Data was extracted regarding hemolytic anemia-related deaths from 1999 to 2020 by bridged race categories and from 2021–2022 by single race categories. Data was further classified based on the following groups: gender, race/ethnicity, age, urban-rural classification, and region. Notably, when classified by state, several states had limited data, therefore, this was excluded from analysis. We assessed mortality by gender (male or female) and race (including non-Hispanic (NH) White, NH Black, NH Asian/Pacific Islander, and Hispanic). American Indian or Alaska Native was excluded from analysis due to unreliable data. We assessed mortality by urban-rural classification and region, with urban defined as population ≥1 million and rural defined as population <50,000 based on the 2013 US census classification (10). Regions, defined by the US Census Bureau (11), included Northeast, Midwest, South, and West. Mortality was assessed by age (5-14, 15-24, 25-34, 35-44, 45-54, 55-64, 65-74, 75-84, and 85+). Ages < 1 and 1–4 were excluded due to unreliable data. Of note, the CDC WONDER database only includes data for urban-rural designation through the year 2020, as opposed to 2022 for all other data points.
2.2 Statistical analysis
Crude and age-adjusted mortality rates for hemolytic anemia were calculated. Age-adjusted mortality rates (AAMRs) were standardized to the 2000 United States population. The Joinpoint Regression Program was used to determine trends in mortality from 1999-2022 (12). Joinpoint regression uses the Monte Carlo permutation method to generate linear segments linking two data points, allowing for calculation of annual percent change (APC) and average annual percent change (AAPC) over the study period. APC and AAPCs that were considered statistically different from zero, as defined by a two-tailed t test, had either increasing or decreasing slopes describing the change in mortality over the time interval. Statistical significance was set at p ≤0.05. Asterisks were used to denote significance.
3 Results
3.1 Overall
From 1999 to 2022, there were 46,924 deaths due to hemolytic anemia in the United States.
During the study period, overall age-adjusted mortality rates (AAMR) decreased from 0.78 (95% CI 0.74-0.81) in 1999 to 0.59 (95% CI 0.58-0.62) in 2016 before increasing to 0.68 (95% CI 0.66-0.71) in 2022 with an overall average annual percent change (AAPC) of -0.56 (95% CI -0.92 to -0.17)* from 1999-2022 (Table 1, Figure 1).

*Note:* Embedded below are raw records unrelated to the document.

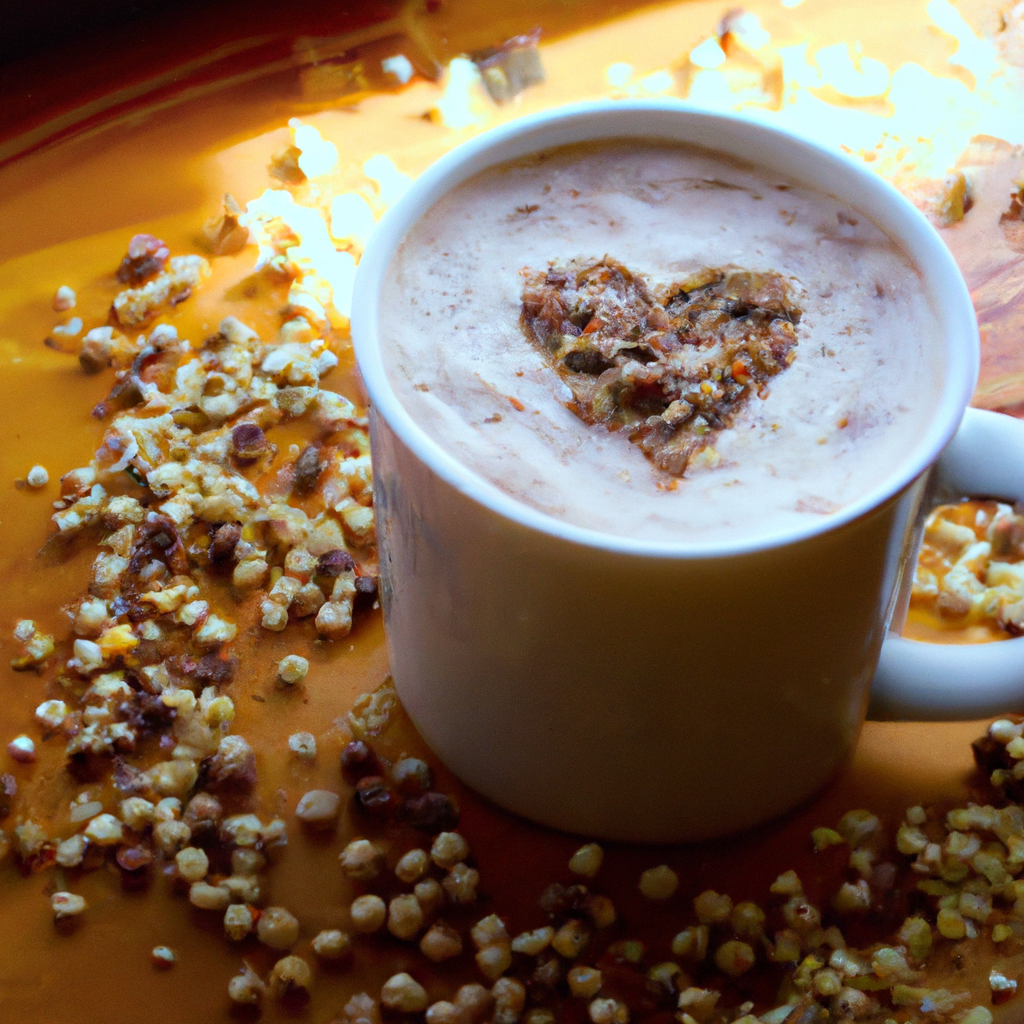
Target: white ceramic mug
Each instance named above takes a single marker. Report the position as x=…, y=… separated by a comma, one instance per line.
x=631, y=689
x=934, y=682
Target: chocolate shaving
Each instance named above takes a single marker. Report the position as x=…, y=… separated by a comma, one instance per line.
x=146, y=256
x=672, y=369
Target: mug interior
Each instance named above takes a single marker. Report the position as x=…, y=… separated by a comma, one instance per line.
x=798, y=160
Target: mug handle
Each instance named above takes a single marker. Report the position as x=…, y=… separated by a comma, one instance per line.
x=930, y=682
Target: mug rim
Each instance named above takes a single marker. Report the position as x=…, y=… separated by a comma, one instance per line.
x=904, y=224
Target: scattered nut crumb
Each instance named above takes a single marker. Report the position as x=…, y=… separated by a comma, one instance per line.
x=163, y=956
x=292, y=670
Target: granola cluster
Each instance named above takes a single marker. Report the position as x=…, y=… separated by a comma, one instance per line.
x=203, y=530
x=802, y=954
x=672, y=367
x=971, y=567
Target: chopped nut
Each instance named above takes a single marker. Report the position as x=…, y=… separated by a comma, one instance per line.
x=104, y=829
x=587, y=860
x=67, y=905
x=585, y=982
x=534, y=942
x=430, y=894
x=292, y=670
x=404, y=993
x=440, y=942
x=332, y=944
x=303, y=744
x=734, y=957
x=368, y=913
x=449, y=849
x=658, y=883
x=246, y=987
x=84, y=811
x=608, y=1012
x=71, y=852
x=171, y=836
x=50, y=714
x=691, y=943
x=163, y=956
x=193, y=863
x=748, y=921
x=318, y=808
x=460, y=884
x=137, y=813
x=360, y=860
x=495, y=960
x=852, y=897
x=290, y=974
x=23, y=750
x=712, y=907
x=239, y=922
x=444, y=1013
x=276, y=928
x=404, y=916
x=412, y=866
x=412, y=777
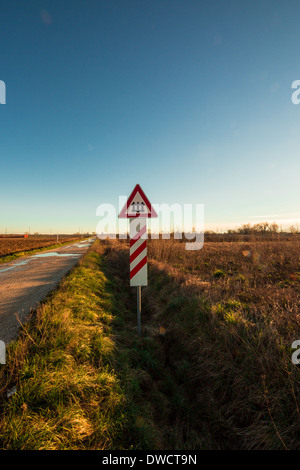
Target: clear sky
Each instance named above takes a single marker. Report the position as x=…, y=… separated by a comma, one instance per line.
x=191, y=99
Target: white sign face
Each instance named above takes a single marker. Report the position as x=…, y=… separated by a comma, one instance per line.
x=138, y=207
x=138, y=252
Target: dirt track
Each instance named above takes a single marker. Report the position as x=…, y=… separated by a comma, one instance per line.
x=25, y=282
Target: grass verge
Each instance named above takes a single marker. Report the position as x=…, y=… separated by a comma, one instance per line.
x=66, y=370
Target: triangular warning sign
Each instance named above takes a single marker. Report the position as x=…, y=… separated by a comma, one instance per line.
x=137, y=205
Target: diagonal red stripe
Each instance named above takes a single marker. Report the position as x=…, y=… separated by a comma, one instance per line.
x=138, y=251
x=138, y=267
x=138, y=235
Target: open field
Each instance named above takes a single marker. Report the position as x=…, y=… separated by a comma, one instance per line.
x=212, y=369
x=10, y=245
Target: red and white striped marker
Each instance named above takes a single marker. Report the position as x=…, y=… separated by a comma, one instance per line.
x=138, y=252
x=138, y=208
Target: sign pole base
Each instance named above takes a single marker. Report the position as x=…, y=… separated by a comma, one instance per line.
x=139, y=308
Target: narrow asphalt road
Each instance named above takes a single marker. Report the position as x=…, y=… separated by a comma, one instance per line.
x=25, y=282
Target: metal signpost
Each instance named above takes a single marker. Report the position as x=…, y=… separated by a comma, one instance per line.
x=138, y=208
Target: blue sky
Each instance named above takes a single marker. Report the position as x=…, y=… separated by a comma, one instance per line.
x=191, y=99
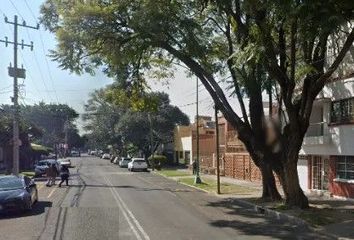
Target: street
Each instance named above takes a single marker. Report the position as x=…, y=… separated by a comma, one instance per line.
x=104, y=201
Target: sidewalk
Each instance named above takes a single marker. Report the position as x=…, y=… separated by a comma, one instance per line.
x=330, y=216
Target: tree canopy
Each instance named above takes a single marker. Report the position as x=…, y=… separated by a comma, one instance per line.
x=278, y=46
x=121, y=126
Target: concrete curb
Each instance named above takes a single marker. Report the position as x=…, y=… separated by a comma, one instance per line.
x=261, y=210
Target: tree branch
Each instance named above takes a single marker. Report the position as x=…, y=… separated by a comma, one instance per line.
x=317, y=87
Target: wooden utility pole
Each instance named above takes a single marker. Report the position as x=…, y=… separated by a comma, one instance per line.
x=16, y=73
x=197, y=179
x=217, y=150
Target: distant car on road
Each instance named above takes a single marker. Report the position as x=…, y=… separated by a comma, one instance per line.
x=42, y=165
x=106, y=156
x=64, y=161
x=137, y=164
x=116, y=160
x=124, y=162
x=17, y=193
x=75, y=154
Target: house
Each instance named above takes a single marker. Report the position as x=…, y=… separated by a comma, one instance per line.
x=185, y=141
x=327, y=155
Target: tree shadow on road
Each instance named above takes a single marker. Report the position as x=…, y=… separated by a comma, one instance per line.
x=249, y=222
x=37, y=209
x=130, y=187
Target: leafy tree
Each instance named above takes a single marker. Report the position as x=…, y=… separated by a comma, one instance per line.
x=100, y=119
x=278, y=46
x=148, y=130
x=51, y=119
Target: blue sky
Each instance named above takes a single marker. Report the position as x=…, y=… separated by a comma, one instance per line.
x=46, y=82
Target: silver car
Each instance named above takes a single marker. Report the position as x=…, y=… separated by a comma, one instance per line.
x=124, y=162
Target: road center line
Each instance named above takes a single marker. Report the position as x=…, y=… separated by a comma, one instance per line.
x=124, y=208
x=51, y=192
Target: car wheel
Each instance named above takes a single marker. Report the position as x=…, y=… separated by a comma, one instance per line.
x=28, y=206
x=36, y=200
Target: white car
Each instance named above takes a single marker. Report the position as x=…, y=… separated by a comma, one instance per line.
x=124, y=162
x=137, y=164
x=106, y=156
x=64, y=161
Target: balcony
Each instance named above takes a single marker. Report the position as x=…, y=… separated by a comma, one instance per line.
x=317, y=134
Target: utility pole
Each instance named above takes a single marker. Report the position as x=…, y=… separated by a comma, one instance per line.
x=217, y=150
x=66, y=145
x=197, y=179
x=151, y=143
x=16, y=73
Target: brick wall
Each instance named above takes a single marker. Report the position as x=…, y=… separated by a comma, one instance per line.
x=241, y=166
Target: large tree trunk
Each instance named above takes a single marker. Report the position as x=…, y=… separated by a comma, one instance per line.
x=270, y=191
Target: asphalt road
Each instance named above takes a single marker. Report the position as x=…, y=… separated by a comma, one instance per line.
x=104, y=201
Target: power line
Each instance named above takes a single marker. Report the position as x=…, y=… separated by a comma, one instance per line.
x=193, y=103
x=34, y=56
x=40, y=70
x=43, y=49
x=16, y=9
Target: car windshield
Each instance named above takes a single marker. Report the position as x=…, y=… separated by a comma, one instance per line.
x=42, y=163
x=139, y=161
x=10, y=183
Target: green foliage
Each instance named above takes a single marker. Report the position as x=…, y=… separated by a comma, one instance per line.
x=157, y=160
x=113, y=118
x=52, y=119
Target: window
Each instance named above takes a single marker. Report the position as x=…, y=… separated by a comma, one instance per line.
x=345, y=167
x=342, y=111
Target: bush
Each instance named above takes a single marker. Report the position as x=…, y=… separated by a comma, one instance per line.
x=157, y=161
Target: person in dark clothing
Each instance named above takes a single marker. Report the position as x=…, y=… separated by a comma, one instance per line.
x=194, y=167
x=64, y=175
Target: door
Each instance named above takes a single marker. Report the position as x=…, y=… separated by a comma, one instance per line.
x=303, y=171
x=320, y=169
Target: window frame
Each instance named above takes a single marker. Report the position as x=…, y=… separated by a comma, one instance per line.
x=342, y=111
x=345, y=161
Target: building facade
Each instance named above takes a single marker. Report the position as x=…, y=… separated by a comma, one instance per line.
x=327, y=156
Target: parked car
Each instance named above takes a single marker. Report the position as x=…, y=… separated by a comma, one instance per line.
x=75, y=154
x=123, y=163
x=17, y=193
x=116, y=160
x=137, y=164
x=64, y=161
x=106, y=156
x=42, y=165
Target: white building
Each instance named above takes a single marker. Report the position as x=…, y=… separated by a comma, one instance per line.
x=328, y=148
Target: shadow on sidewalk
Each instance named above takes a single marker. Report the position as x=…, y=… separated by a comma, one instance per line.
x=37, y=209
x=248, y=222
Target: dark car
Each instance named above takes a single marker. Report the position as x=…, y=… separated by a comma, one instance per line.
x=42, y=165
x=17, y=193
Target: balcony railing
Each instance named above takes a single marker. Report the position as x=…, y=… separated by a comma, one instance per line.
x=316, y=129
x=317, y=133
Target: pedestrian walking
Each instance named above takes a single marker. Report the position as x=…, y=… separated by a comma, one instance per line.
x=194, y=167
x=51, y=173
x=64, y=175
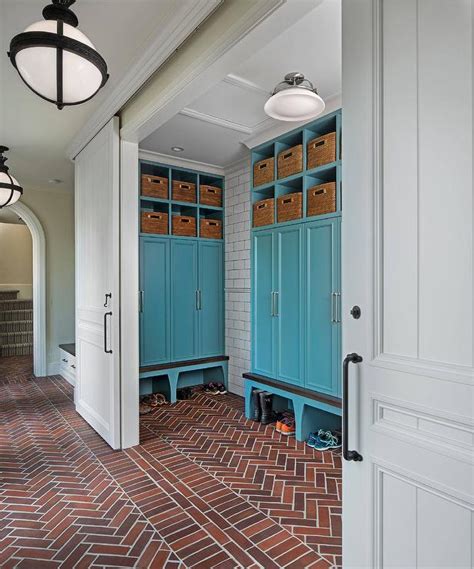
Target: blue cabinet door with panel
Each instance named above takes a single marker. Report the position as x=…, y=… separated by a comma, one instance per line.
x=289, y=304
x=184, y=286
x=323, y=327
x=154, y=286
x=263, y=288
x=211, y=299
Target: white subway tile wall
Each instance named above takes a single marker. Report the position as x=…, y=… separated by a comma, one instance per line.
x=237, y=274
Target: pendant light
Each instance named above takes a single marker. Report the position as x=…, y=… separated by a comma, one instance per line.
x=10, y=189
x=56, y=60
x=294, y=99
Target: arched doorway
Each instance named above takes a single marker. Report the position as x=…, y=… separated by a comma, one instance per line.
x=39, y=286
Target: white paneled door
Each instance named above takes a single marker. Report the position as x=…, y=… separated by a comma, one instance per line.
x=408, y=265
x=97, y=393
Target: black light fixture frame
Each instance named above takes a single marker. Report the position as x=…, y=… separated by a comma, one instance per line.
x=58, y=10
x=11, y=186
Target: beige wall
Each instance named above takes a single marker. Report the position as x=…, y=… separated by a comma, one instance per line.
x=55, y=211
x=16, y=259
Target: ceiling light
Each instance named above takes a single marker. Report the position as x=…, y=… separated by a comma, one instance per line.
x=294, y=99
x=56, y=60
x=10, y=189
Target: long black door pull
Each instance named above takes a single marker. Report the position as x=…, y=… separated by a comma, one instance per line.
x=346, y=453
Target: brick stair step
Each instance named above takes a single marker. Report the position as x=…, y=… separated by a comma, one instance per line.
x=16, y=350
x=15, y=304
x=16, y=326
x=10, y=315
x=14, y=338
x=8, y=294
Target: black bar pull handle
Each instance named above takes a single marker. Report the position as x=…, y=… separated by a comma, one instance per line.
x=106, y=349
x=346, y=453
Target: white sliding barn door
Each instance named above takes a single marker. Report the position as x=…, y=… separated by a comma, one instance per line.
x=408, y=264
x=97, y=393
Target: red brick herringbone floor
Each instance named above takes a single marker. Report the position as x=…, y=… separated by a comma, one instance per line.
x=206, y=488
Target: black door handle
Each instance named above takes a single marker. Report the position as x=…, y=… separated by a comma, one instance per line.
x=346, y=453
x=106, y=350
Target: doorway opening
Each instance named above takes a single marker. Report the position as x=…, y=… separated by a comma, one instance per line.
x=22, y=292
x=232, y=300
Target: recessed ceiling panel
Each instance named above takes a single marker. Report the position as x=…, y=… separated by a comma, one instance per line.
x=202, y=141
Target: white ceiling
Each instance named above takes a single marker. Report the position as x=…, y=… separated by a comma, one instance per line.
x=36, y=132
x=216, y=127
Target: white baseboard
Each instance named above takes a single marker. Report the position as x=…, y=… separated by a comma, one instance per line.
x=53, y=368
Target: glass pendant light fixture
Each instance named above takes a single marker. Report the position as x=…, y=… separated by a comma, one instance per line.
x=10, y=189
x=56, y=60
x=294, y=99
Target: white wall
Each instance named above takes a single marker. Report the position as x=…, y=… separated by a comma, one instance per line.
x=16, y=259
x=237, y=273
x=55, y=211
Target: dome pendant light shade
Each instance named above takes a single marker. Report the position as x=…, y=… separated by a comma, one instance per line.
x=10, y=189
x=56, y=60
x=294, y=99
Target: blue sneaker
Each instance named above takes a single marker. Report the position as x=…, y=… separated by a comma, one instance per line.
x=312, y=440
x=326, y=440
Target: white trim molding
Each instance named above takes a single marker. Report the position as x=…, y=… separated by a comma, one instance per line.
x=39, y=286
x=185, y=17
x=180, y=162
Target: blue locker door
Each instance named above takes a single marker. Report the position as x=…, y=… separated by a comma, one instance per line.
x=211, y=300
x=289, y=305
x=263, y=321
x=154, y=317
x=184, y=284
x=323, y=327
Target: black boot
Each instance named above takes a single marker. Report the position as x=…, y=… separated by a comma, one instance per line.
x=266, y=402
x=256, y=407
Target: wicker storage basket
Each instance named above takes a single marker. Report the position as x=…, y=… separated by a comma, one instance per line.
x=290, y=207
x=264, y=171
x=154, y=222
x=184, y=191
x=321, y=150
x=184, y=225
x=210, y=228
x=264, y=212
x=210, y=195
x=154, y=186
x=322, y=199
x=290, y=161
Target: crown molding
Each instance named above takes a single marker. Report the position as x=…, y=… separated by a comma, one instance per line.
x=180, y=162
x=174, y=29
x=216, y=120
x=240, y=40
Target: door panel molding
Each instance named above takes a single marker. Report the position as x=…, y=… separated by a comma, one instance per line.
x=443, y=433
x=410, y=360
x=419, y=484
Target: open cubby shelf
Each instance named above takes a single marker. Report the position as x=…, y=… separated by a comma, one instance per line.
x=305, y=179
x=172, y=207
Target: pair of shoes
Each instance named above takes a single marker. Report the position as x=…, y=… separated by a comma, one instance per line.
x=324, y=440
x=262, y=402
x=154, y=399
x=215, y=389
x=184, y=393
x=286, y=424
x=144, y=409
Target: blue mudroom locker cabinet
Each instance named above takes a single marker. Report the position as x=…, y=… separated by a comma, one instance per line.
x=181, y=276
x=296, y=276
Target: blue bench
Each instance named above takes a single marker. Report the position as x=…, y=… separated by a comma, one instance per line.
x=175, y=370
x=312, y=410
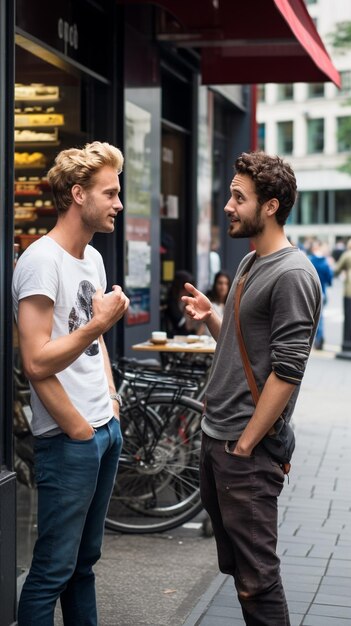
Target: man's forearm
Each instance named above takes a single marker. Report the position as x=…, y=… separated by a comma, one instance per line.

The annual percent change (APC) in AAMR was -3.32 (95% CI -8.52 to -1.70)* from 1999-2006, which then decelerated to -0.6 (95% CI -1.5 to 1)* from 2006–2016 before increasing to 2.78 (95% CI 1.48-6.13)* from 2016-2022 (Figure 2). The largest overall increase in mortality rates occurred between the years of 2019 and 2020 in which the AAMR increased from 0.63 (95% CI 0.61-0.66) to 0.69 (95% CI 0.66-0.71) respectively.

Table 1. Hemolytic anemia age-adjusted mortality rate per 100,000 people overall and stratified by gender, 1999-2022.

Figure 1. Hemolytic anemia age-adjusted mortality rate per 100,000 people overall and stratified by gender, 1999-2022.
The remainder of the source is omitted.